Franck Courtès : Robert Linhart voulait provoquer une révolution maoïste dans les usines. Aujourd’hui on regarde les entreprises avec nostalgie. Comment a-t-on réussi, avec toute cette histoire des mouvements ouvriers, à dégringoler de cette façon. Le droit du travail dans les entreprises s’est beaucoup amélioré mais cette nouvelle manière de faire travailler les gens me fait penser au trafic de drogues. J’en avais parlé avec un juge célèbre qui s’occupait de ces trafics. Les autorités, me disait-il, « comment vont-elles remplacer les revenus des 200 000 familles qui en vivent si on leur enlève les revenu de la drogue ». Il y a quelque chose du même ordre avec le travail au noir des plateformes.
Comment avez-vous pu évoquer le personnage de Charlot en parlant de votre propre cas ?
Franck Courtès : C’est le sel du livre. Je parle d’un bourgeois qui reste bourgeois et se retrouve dans la précarité en vivant avec 200 euros. C’est forcément comique. Il garde ses habits de marque, un peu comme Charlot, le vagabond qui avait des habits d’aristocrate. Mais je ne m’en suis pas rendu compte en le vivant. Je n’avais qu’une obsession, c’était de continuer d’écrire et d’avoir suffisamment d’argent pour manger. Je ne me suis même pas rendu compte que je m’enfonçais de plus en plus. Et puis j’en ai eu marre. J’ai arrêté quelques mois avant la rédaction du livre.

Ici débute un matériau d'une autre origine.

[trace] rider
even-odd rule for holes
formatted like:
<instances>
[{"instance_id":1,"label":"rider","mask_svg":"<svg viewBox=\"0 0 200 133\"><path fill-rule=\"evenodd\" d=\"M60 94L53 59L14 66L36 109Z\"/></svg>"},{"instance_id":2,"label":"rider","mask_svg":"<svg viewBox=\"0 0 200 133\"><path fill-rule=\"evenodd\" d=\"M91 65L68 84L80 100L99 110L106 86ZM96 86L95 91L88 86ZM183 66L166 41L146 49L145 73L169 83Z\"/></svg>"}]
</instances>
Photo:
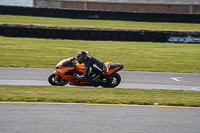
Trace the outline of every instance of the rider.
<instances>
[{"instance_id":1,"label":"rider","mask_svg":"<svg viewBox=\"0 0 200 133\"><path fill-rule=\"evenodd\" d=\"M85 84L88 86L99 86L100 77L107 69L104 63L89 55L87 51L79 51L76 58L79 64L84 63L85 66L84 74L76 74L76 77L85 78Z\"/></svg>"}]
</instances>

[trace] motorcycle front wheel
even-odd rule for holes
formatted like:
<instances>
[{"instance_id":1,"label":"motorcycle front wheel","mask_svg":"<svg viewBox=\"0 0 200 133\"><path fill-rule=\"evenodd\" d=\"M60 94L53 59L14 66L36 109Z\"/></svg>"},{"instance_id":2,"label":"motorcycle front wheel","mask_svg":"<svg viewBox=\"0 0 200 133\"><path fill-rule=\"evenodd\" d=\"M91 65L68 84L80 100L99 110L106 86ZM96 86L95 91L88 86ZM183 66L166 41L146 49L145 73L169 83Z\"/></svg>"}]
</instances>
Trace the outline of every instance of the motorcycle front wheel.
<instances>
[{"instance_id":1,"label":"motorcycle front wheel","mask_svg":"<svg viewBox=\"0 0 200 133\"><path fill-rule=\"evenodd\" d=\"M68 83L65 78L62 78L60 75L51 74L48 78L48 81L51 85L55 86L64 86Z\"/></svg>"},{"instance_id":2,"label":"motorcycle front wheel","mask_svg":"<svg viewBox=\"0 0 200 133\"><path fill-rule=\"evenodd\" d=\"M104 76L102 78L101 86L106 88L114 88L121 82L121 76L118 73Z\"/></svg>"}]
</instances>

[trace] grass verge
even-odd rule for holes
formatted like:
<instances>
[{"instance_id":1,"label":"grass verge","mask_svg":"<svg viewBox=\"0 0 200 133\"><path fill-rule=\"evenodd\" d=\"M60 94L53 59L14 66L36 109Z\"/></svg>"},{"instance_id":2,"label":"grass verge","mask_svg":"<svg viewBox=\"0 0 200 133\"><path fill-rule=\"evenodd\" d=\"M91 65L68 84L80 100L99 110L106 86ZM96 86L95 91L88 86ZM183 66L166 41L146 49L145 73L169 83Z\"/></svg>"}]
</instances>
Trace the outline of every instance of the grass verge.
<instances>
[{"instance_id":1,"label":"grass verge","mask_svg":"<svg viewBox=\"0 0 200 133\"><path fill-rule=\"evenodd\" d=\"M87 50L95 58L122 63L123 70L200 73L200 45L0 37L0 67L54 68Z\"/></svg>"},{"instance_id":2,"label":"grass verge","mask_svg":"<svg viewBox=\"0 0 200 133\"><path fill-rule=\"evenodd\" d=\"M196 91L0 85L0 92L0 101L200 107Z\"/></svg>"},{"instance_id":3,"label":"grass verge","mask_svg":"<svg viewBox=\"0 0 200 133\"><path fill-rule=\"evenodd\" d=\"M50 17L33 17L18 15L0 15L0 23L28 24L36 26L98 28L123 30L166 30L166 31L200 31L200 24L165 23L165 22L134 22L117 20L88 20Z\"/></svg>"}]
</instances>

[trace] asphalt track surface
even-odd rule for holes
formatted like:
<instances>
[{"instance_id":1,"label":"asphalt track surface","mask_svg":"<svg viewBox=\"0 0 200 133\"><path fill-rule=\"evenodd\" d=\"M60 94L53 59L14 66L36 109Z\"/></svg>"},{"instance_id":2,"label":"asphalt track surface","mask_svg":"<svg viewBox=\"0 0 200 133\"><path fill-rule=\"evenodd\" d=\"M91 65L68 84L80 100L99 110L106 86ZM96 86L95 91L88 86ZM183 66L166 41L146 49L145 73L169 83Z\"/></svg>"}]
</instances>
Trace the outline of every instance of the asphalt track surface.
<instances>
[{"instance_id":1,"label":"asphalt track surface","mask_svg":"<svg viewBox=\"0 0 200 133\"><path fill-rule=\"evenodd\" d=\"M1 133L199 133L200 109L0 103Z\"/></svg>"},{"instance_id":2,"label":"asphalt track surface","mask_svg":"<svg viewBox=\"0 0 200 133\"><path fill-rule=\"evenodd\" d=\"M50 85L54 69L0 67L0 85ZM200 74L120 71L117 88L169 89L200 91Z\"/></svg>"}]
</instances>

Est-ce que vous continuez à travailler aujourd’hui avec une plateforme ?
Franck Courtès : Je n’y vais plus. J’ai le RSA, ma mère me soutient de temps en temps et je fais des petits boulots sans passer par une plateforme. A propos du RSA, on est d’ailleurs nombreux à ne pas savoir qu’on y a droit. Et c’est compliqué à obtenir et surtout à conserver. J’ai touché un à valoir pour mon livre et j’ai perdu mon RSA pendant 3 mois. Mais je ne reprendrai pas la photo qui a provoqué vrai burn-out. J’avais un rêve, aller à Tahiti. Ma carrière ne m’avait jamais permis d’y aller. En 2013 on m’a proposé d’aller y travailler trois semaines tous frais payés. J’ai du répondre que je ne pouvais plus faire de photos et j’ai du refuser cette proposition.
Entretien réalisé par Yves Le Pape
- A lire : Franck Courtès, « À pied d’œuvre », Collection Blanche, Gallimard, 192 pages, 2023.